La derrota de Donald Trump deja innumerables huérfanos en todo el mundo. No me refiero, por supuesto, a sus hijos reconocidos ni a los que haya podido tener, fruto de transacción económica, fuera de sus matrimonios, si no a la tribu de neofascistas que han crecido estos últimos años a su generosa sombra. No son sólo, como él mismo, malos aprendices de político, en la tribu podemos encontrar también imitadores de empresarios y, en una cantidad considerable, falsos periodistas.

Trump es un vendedor de falsificaciones, un mantero de altos vuelos. Nada de lo que hay a su alrededor, desde su cabello hasta su matrimonio, es real. Pero, ¿qué decir de las copias de una falsificación? Si Trump es pura invención,  ¿qué son Salvini, Abascal o, incluso, Boris Johnson? Lo cierto es que tras esos productos fabricados con el único objetivo de obtener beneficio económico, hay una realidad que hace posible su éxito, una sociedad con graves carencias y millones de personas con la necesidad de creer en algo ficticio, que les oculte una realidad infeliz.

Han crecido gracias a las nuevas tecnologías y a los medios de comunicación. Sus milagrosas soluciones para las cada vez más agudas dolencias, venden más que las desgradables y caras medicinas elaboradas por sesudos científicos. Pero, a diferencia de la homeopatía, sus pócimas no son inocua agua destilada, sino cianuro en alta concentración. Un mismo veneno para resolver cualquier problema.

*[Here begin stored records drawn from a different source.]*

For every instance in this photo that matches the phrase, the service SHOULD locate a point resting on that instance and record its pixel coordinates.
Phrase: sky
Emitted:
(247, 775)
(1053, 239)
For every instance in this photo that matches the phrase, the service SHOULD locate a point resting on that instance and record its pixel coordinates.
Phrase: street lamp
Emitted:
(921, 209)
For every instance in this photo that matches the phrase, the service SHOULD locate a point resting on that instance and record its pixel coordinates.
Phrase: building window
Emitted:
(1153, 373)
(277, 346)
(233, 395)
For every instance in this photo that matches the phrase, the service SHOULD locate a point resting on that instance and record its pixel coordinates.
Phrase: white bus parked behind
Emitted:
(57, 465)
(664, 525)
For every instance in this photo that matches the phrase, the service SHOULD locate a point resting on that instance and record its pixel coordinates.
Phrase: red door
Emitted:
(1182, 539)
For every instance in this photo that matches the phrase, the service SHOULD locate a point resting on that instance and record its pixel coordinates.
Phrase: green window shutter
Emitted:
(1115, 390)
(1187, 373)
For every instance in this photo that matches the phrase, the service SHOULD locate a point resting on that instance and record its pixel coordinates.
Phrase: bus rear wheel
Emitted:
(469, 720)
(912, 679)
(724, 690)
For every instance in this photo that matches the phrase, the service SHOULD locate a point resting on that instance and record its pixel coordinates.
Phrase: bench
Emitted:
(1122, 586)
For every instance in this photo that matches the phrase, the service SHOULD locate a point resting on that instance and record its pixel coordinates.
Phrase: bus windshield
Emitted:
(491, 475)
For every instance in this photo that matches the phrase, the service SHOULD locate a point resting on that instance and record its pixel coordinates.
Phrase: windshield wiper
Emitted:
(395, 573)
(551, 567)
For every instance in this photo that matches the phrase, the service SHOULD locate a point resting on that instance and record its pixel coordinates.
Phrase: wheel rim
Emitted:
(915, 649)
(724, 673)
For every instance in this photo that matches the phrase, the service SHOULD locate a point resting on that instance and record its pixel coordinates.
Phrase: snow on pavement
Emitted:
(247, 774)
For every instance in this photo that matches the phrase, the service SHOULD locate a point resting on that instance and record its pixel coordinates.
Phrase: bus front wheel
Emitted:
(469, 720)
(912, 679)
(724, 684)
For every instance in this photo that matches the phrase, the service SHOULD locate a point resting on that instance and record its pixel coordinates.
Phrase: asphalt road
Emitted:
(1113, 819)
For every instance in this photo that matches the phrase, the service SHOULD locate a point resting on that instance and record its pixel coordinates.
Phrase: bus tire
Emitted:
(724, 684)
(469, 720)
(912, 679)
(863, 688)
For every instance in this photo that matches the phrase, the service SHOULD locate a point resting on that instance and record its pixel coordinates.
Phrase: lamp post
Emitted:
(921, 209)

Como todo producto su venta se basa en la publicidad. Hasta ahora les ha resultado gratis. Ellos ofrecen espectáculo y los medios de comunicación los utilizan para ganar audiencia. Un acuerdo que beneficia a todos, de momento. Pero algo ha cambiado tras las elecciones en Estados Unidos. Por primera vez en la historia, las principales cadenas de televisión norteamericanas han interrumpido la emisión de un discurso del presidente de los Estados Unidos para informar a los telespectadores de que lo que estaba diciendo era mentira. Una función del periodismo que muchos profesionales desconocían.

Este es el camino. Basta de publicidad gratuita a quienes quieren acabar, en nombre de una inventada libertad, con la auténtica libertad. No a los presuntos debates en los que ponemos al mismo nivel la opinión de un curandero con la de un doctor en medicina. Persigamos la mentira, porque sin verdad la democracia no es posible.